Entonces, por ejemplo, la multiplicación de los panes, que aparecía ayer, era importante y es importante porque en ella hay una manifestación singular de la misión de Cristo. ¿Y cuál es el objetivo de insistir en esta palabra "manifestación"? Porque es que sin la manifestación uno se queda, como dice la Escritura en algún lugar "viendo visiones" San Marcos 5,43.

¿Qué quiere decir que Dios se hizo Hombre? ¿Eso qué quiere decir? Si el Cuerpo de Jesús es como el nuestro, no es buscar en la anatomía, en la fisiología, ni en la psicología de Jesucristo algo distinto a nosotros, porque entonces no sería verdadera la Encarnación. Sólo podemos aproximarnos, rectamente, al misterio de la Encarnación, si miramos cómo obra esa Carne, qué es lo que sucede, qué es lo que hace, cómo actúa.

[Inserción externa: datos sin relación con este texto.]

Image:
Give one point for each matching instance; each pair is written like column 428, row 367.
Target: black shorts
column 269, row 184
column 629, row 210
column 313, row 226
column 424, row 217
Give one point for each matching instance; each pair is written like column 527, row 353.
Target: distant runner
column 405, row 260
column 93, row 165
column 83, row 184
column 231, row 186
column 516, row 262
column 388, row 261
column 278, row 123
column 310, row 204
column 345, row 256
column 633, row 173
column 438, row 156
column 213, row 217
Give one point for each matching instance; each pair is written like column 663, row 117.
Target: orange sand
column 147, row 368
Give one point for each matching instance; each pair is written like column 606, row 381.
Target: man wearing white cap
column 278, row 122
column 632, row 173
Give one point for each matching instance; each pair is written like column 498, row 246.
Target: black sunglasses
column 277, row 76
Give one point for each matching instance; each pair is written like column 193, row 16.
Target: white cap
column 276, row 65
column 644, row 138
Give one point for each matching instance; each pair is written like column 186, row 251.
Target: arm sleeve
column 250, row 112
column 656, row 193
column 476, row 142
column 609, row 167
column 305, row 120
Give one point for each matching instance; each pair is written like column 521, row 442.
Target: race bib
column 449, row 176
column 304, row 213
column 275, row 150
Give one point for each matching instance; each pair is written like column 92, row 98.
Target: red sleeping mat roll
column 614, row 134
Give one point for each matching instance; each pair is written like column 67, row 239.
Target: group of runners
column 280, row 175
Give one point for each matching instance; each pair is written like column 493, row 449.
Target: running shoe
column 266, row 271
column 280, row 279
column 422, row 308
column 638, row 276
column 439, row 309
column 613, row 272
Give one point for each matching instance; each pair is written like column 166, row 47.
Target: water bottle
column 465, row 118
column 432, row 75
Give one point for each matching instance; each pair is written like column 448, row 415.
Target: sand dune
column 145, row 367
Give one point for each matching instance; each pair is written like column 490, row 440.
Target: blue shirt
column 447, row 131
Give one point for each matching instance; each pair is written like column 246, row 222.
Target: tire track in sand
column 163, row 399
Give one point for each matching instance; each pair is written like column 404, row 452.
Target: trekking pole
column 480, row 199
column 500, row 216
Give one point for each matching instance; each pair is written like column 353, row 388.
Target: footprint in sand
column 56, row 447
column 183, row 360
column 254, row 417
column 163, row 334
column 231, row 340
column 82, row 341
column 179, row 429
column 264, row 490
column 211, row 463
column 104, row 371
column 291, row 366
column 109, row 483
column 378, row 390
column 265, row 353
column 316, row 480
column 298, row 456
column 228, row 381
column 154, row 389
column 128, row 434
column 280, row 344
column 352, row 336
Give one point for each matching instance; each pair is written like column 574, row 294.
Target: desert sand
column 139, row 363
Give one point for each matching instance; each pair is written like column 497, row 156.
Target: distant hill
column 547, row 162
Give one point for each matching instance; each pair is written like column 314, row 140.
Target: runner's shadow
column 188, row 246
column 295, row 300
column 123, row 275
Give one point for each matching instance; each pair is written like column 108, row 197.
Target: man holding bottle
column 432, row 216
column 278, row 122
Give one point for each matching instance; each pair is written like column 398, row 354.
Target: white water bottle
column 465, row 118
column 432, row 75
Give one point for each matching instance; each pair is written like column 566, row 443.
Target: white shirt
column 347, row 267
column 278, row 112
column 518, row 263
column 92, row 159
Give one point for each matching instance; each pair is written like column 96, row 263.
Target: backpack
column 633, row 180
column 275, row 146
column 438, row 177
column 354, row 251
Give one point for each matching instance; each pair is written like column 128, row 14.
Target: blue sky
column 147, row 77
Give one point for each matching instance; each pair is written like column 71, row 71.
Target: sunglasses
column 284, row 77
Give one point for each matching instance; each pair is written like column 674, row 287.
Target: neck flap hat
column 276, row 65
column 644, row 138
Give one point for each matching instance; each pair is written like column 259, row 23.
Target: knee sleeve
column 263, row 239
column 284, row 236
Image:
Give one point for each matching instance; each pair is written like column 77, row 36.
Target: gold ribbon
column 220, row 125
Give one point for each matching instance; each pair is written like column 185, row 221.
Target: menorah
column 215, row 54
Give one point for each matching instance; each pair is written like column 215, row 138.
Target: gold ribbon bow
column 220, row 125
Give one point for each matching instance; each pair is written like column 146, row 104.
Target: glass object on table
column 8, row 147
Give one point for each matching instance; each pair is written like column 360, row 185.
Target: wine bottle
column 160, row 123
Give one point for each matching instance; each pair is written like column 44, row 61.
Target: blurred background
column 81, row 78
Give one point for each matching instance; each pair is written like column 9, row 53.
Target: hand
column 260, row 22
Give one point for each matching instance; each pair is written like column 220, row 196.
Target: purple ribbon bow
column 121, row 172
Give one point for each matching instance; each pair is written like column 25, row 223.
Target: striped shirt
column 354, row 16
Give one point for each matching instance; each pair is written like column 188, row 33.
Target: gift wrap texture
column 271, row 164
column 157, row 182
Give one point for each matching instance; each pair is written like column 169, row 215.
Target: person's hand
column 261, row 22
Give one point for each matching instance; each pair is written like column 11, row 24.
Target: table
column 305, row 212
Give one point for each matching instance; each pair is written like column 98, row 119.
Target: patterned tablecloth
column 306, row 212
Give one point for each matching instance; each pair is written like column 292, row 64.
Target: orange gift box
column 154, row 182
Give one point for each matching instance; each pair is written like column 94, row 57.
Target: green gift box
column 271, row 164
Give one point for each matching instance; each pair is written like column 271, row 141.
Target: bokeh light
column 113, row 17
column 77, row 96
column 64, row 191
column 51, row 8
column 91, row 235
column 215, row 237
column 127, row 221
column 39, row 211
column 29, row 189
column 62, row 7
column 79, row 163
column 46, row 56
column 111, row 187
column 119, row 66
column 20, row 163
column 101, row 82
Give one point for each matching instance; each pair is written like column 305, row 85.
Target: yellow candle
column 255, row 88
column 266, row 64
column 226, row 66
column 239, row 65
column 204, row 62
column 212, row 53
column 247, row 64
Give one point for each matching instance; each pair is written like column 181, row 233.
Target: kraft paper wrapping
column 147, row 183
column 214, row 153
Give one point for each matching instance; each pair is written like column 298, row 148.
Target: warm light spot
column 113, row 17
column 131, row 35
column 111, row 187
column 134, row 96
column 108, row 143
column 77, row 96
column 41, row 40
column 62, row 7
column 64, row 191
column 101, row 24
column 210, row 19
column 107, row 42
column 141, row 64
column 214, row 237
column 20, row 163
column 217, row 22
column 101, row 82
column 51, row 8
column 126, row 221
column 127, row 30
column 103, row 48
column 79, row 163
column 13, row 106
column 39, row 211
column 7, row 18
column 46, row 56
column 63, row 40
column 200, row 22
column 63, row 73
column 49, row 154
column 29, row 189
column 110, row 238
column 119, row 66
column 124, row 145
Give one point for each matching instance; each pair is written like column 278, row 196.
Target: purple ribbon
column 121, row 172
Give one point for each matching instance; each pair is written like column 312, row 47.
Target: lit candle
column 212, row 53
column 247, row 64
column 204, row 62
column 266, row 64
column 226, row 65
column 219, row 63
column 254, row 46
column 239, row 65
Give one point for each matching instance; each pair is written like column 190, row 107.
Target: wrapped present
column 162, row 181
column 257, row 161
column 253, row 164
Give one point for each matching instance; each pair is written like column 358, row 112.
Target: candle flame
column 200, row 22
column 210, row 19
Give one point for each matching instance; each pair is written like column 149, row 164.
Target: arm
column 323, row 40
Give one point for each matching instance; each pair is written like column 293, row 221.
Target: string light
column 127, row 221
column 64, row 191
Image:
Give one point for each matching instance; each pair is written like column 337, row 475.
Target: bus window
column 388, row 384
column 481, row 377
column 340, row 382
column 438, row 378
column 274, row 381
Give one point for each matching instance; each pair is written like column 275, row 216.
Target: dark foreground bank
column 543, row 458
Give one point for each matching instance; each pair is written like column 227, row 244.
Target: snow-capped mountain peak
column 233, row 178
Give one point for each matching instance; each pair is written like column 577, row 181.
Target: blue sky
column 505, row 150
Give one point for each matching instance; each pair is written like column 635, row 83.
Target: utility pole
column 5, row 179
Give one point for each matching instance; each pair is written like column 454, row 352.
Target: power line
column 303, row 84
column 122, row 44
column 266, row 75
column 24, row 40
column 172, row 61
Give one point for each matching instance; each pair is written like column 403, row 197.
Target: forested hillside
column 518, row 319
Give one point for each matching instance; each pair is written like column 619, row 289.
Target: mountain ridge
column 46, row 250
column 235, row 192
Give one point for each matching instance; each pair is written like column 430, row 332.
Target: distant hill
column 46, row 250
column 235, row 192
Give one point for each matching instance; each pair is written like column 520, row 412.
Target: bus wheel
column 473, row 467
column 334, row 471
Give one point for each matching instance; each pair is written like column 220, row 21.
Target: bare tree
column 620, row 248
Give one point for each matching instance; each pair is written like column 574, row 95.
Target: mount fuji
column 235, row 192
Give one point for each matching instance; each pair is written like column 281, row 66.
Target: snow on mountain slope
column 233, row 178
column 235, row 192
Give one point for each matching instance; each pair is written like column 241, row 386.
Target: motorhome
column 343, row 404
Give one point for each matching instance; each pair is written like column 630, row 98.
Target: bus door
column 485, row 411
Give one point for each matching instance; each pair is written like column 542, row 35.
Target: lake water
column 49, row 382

Del hacer podemos remontarnos al ser. Estas manifestaciones de Jesucristo, en el fondo, son como una homilía, como una predicación sobre cuál es la Carne, esa Carne asumida por el Verbo eterno de Dios, cómo es esa carne, qué es lo que quiere decir ese misterio. Y por eso se nos presentan estas manifestraciones del Señor.

La gran manifestación de la Carne de jesucristo en la Iglesia es el sacramento de la Eucaristía, en él, en este sacramento, nosotros encontramos el gran para qué, el gran por qué de la Encarnación. ¿Por qué? Por un inmenso amor. ¿Para qué? Para que nosotros nos unamos a Él, para que nosotros podamos recibir de su propia vida.

Eso vamos a hacer en esta celebración eucarística. En cada Eucaristía, como que celebramos esta Encarnación del Señor en sí mismo y en nuestras vida, nos alimentamos de Cristo, y Él asume nuestra realidad, y con nosotros la ofrece al Padre para su goria y alabanza.